During the 2008–09 WNBA offseason, Augustus played in the EuroCup for Galatasaray, a club based in Turkey. She would once again play for Galatasaray in the 2010-11 WNBA offseason.

Since 2013, Augustus played three consecutive offseasons for Dynamo Kursk of the Russian League.

===Awards and achievements===
- 2004—Winner of the Honda Sports Award for basketball
- 2005—Winner of the Honda Sports Award for basketball
- 2007–08 Turkish Presidents Cup Winner with Galatasaray
- 2008–09 FIBA Eurocup Winner with Galatasaray
- 2008–09 FIBA Eurocup MVP with Galatasaray

==USA Basketball career==
Augustus was a member of the U.S. women's basketball team, and she earned a gold medal at the 2008, 2012 and 2016 Summer Olympics.

Augustus was invited to the USA Basketball Women's National Team training camp in the fall of 2009. The team selected to play for the 2010 FIBA World Championship and the 2012 Olympics is usually chosen from these participants. At the conclusion of the training camp, the team traveled to Ekaterinburg, Russia, where they competed in the 2009 UMMC Ekaterinburg International Invitational. While Augustus did not go to the World Championship, she was chosen for her second Olympic tournament. Augustus was ultimately selected to the 2014 FIBA World Championship, along with Lynx teammates Moore and Whalen, and the US went on to win the gold medal.

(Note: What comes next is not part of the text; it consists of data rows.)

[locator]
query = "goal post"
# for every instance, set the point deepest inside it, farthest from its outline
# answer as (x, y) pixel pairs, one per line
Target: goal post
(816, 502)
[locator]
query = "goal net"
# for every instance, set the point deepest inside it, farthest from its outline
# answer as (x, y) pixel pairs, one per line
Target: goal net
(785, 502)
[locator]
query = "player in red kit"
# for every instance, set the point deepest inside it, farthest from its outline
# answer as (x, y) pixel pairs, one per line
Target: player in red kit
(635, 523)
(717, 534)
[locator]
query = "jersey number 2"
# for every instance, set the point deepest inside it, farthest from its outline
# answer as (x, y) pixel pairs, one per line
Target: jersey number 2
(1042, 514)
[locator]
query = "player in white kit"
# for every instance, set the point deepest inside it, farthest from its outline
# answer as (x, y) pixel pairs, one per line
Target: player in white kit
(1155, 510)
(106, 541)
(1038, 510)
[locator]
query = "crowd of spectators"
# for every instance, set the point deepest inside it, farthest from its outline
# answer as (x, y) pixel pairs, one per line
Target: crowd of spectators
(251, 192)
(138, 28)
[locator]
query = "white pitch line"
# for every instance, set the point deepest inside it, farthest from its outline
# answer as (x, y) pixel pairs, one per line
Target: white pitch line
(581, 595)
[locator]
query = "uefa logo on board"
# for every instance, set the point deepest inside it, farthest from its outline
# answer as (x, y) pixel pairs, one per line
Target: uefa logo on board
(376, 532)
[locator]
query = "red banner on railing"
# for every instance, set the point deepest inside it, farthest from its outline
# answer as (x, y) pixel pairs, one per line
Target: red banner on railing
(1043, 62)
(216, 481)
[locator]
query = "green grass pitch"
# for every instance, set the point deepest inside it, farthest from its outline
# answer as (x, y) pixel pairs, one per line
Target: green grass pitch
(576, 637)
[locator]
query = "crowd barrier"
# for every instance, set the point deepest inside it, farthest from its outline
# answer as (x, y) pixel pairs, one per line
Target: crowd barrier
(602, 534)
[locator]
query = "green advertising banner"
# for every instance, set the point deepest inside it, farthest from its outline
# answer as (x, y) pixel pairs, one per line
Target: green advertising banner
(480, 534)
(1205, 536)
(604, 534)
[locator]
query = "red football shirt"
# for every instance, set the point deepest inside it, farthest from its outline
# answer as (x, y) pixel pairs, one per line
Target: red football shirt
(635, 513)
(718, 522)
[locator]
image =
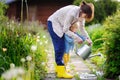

== Post-retirement basketball honors and awards ==

=== 2021 ===

- Named to the W25 - top 25 WNBA players of all time

=== 2022 ===

- Minnesota Lynx retired her jersey on May 29, 2022

=== 2023 ===

- All-25 Team, Minnesota Lynx
- First female athlete in Louisiana State University history to have a statue on campus

=== 2024 ===

- Inducted in the Women's Basketball Hall of Fame on April 27, 2024
- Inducted into the Naismith Basketball Hall of Fame Class of 2024
- Inducted into the Louisiana Sports Hall of Fame in June 2024
- Inducted into the East Baton Rouge Parish Hall of Fame in March 2024

== Coaching career ==
Augustus was an assistant coach for the Sparks in 2021 and 2022. In 2023, Augustus was taking a break from coaching but expressed interest in returning to it at some level in the future. She served as a facilitator for the 2023 season of Athletes Unlimited Basketball. On May 20, 2024, Louisiana State University announced that Augustus returned to her alma mater as an assistant coach for women's basketball under coach Kim Mulkey. LSU assistant coach Bob Starkey encouraged Augustus to consider coaching and would send her books about leadership and coaching when she was playing in the WNBA. Kim Mulkey tried to recruit Augustus as an assistant coach when she moved to LSU in 2021, but Augustus didn't feel the time was right.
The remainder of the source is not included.